3. They Have Exceptional Skills
MWD Rrobiek, a Belgian Malinois, worked with his military dog handler Army Staff Sgt. Charles Ogin from 2014 until 2017. Rrobiek was patrol and explosives certified. Together they were deployed to Iraq and Syria to support government agencies on a variety of missions, including a visit to Kenya with President Obama.
Sgt. Anna Pongo Army Staff Sgt. Charles Ogin bonds with his military working dog Rrobiek during work in Baghdad in 2017.
4. Their Loyalty and Strong Work Ethic Go Hand in Paw
"They are so eager and loyal to please and be rewarded," says Krystal Tronboll, executive director of the Ddamien Project and a former Navy dog handler.
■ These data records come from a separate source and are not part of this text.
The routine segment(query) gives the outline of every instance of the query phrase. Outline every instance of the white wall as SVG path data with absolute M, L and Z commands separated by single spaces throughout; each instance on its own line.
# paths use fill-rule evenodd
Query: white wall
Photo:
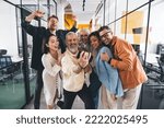
M 0 1 L 0 49 L 8 49 L 8 55 L 17 56 L 15 8 Z

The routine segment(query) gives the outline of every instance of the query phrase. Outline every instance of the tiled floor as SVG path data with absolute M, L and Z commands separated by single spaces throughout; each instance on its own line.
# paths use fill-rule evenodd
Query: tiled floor
M 34 100 L 32 100 L 32 102 L 25 107 L 25 109 L 34 109 Z M 40 97 L 40 109 L 46 109 L 44 93 L 42 93 L 42 97 Z M 72 109 L 84 109 L 84 104 L 82 103 L 80 97 L 77 96 Z

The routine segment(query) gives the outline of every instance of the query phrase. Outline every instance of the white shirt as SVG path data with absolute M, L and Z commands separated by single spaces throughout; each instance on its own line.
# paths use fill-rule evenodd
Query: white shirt
M 63 77 L 63 89 L 69 92 L 78 92 L 84 84 L 84 70 L 75 73 L 74 70 L 79 68 L 77 55 L 72 55 L 68 49 L 61 60 L 61 70 Z
M 56 65 L 56 59 L 51 57 L 50 54 L 44 54 L 42 57 L 42 62 L 44 65 L 43 71 L 43 82 L 44 82 L 44 93 L 47 105 L 54 103 L 56 89 L 60 85 L 61 82 L 59 77 L 59 71 L 61 67 Z

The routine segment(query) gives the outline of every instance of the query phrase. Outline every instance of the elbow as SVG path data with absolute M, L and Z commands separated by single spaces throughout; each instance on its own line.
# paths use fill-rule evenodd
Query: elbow
M 133 69 L 132 65 L 125 66 L 124 70 L 131 71 Z

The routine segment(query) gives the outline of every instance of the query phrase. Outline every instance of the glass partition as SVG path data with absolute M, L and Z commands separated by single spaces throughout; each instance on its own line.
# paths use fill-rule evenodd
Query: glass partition
M 19 1 L 12 1 L 19 4 Z M 0 108 L 21 108 L 25 103 L 23 58 L 19 56 L 16 9 L 0 1 Z M 21 38 L 20 38 L 21 39 Z M 22 42 L 20 42 L 22 45 Z

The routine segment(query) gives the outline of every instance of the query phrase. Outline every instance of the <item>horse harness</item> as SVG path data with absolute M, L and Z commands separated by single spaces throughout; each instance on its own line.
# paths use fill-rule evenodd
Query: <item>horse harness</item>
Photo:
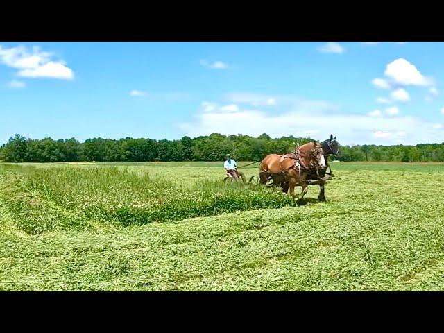
M 316 146 L 316 147 L 314 147 L 310 150 L 310 153 L 313 155 L 313 156 L 315 157 L 315 160 L 316 160 L 316 153 L 317 153 L 317 148 L 320 147 L 320 146 Z M 303 169 L 309 169 L 311 168 L 316 168 L 316 175 L 318 176 L 318 177 L 319 177 L 319 171 L 318 171 L 318 164 L 314 162 L 313 160 L 311 160 L 311 163 L 310 165 L 307 166 L 305 164 L 305 162 L 304 162 L 304 159 L 303 158 L 300 158 L 302 157 L 305 157 L 306 156 L 305 153 L 303 152 L 300 151 L 300 147 L 297 147 L 295 151 L 294 151 L 294 153 L 289 153 L 289 154 L 285 154 L 285 155 L 282 155 L 280 157 L 280 169 L 282 170 L 281 171 L 281 174 L 282 175 L 284 175 L 285 172 L 287 170 L 289 170 L 291 168 L 295 168 L 298 170 L 298 173 L 299 173 L 299 176 L 300 176 L 300 171 L 301 170 Z M 286 158 L 290 158 L 291 160 L 294 160 L 294 163 L 291 165 L 290 166 L 288 166 L 287 168 L 283 169 L 282 169 L 282 162 L 284 162 L 284 160 L 285 160 Z

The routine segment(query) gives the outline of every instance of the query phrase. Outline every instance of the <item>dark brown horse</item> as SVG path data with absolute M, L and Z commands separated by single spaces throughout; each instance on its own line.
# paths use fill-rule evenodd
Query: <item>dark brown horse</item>
M 289 189 L 293 196 L 295 186 L 300 185 L 302 191 L 300 198 L 302 199 L 308 191 L 309 184 L 305 180 L 310 171 L 317 171 L 319 167 L 325 166 L 322 146 L 319 142 L 314 141 L 298 147 L 295 153 L 266 156 L 261 162 L 260 182 L 265 184 L 272 178 L 273 187 L 280 185 L 283 189 Z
MWDs want to make their handlers happy and want engagement. "That type of intense loyalty and work ethic—I've never seen anything like it," she says.
Keith Leo Photography Krystal Tronboll and military working dog Zorro P793 from Edwards AFB doing dock diving at an event.
5. Military K9s Are Good Decision Makers
The dogs train hard and are often in tough situations. "When everything gets really serious those dogs are super intense and committed to getting that job done and to protect their handler," Tronboll says.
6. Military Canines Keep Service Men and Women Safe
"With noses that are 100,000 times more sensitive than ours, giving them an unparalleled ability to sniff out and detect weapons caches and improvised explosive devices, it is estimated that each military working dog saves the lives of between 150–200 service members," says Robin Ganzert, Ph.D, president and CEO of American Humane.
7. They Give It Their All
Marine Corps Sgt. Brianna George worked with Zoran, a German shepherd who was trained as a Patrol Explosive Detector Dog. "These dogs are always ready to go 24/7," George says of the dogs who give their all to military service. From the time they start training until retirement they are always ready to work and give 110 percent.
Courtesy of Marine Corps Sgt. Brianna George Marine Corps Sgt. Brianna George with military working dog Zoran.
8. They Are Resilient
MWDs who search for explosives face a lot of hard work as Zoran did alongside George. It takes a toll on the body. "He kept the base safe and worked four and five days a week for 12 hours a day constantly searching aircraft," says George who has since adopted retired Zoran.
9. What They Do Is Invaluable
"They do things that cannot be replicated by machines or technology," Ogin says. "They are a living breathing entity that feels and experiences the same things us veterans do. They don't demand much more than food, water, and a little bit of love to do the things that they are asked to do." Today, Rrobiek keeps a spot on Ogin's couch, living out the rest of his days in much-deserved retirement.
Courtesy of American Humane Army Staff Sgt. Charles Ogin and family were reunited with military working dog Rrobiek with help from American Humane.
10. Military K9s Are Heroes Through and Through
"Military dogs Cairo and Conan helped take down Osama Bin Laden and ISIS leader Abu Bakr al-Baghdadi during raids in 2011 and 2019," Ganzert says.
There's an undeniable relationship between people and dogs. "For thousands of years, dogs have comforted us, protected us, and given us their unconditional love," Ganzert says. "Time and time again through the ages they have proven why they are considered our best friends. And nowhere is that remarkable bond between dogs and people being more critical than on the battlefield."
Our K9 veteran heroes work hard alongside their handlers. Their intelligence and determination make them the amazing dogs they are. So, let's celebrate these wonder dogs and take time out on March 13 to honor them for their service.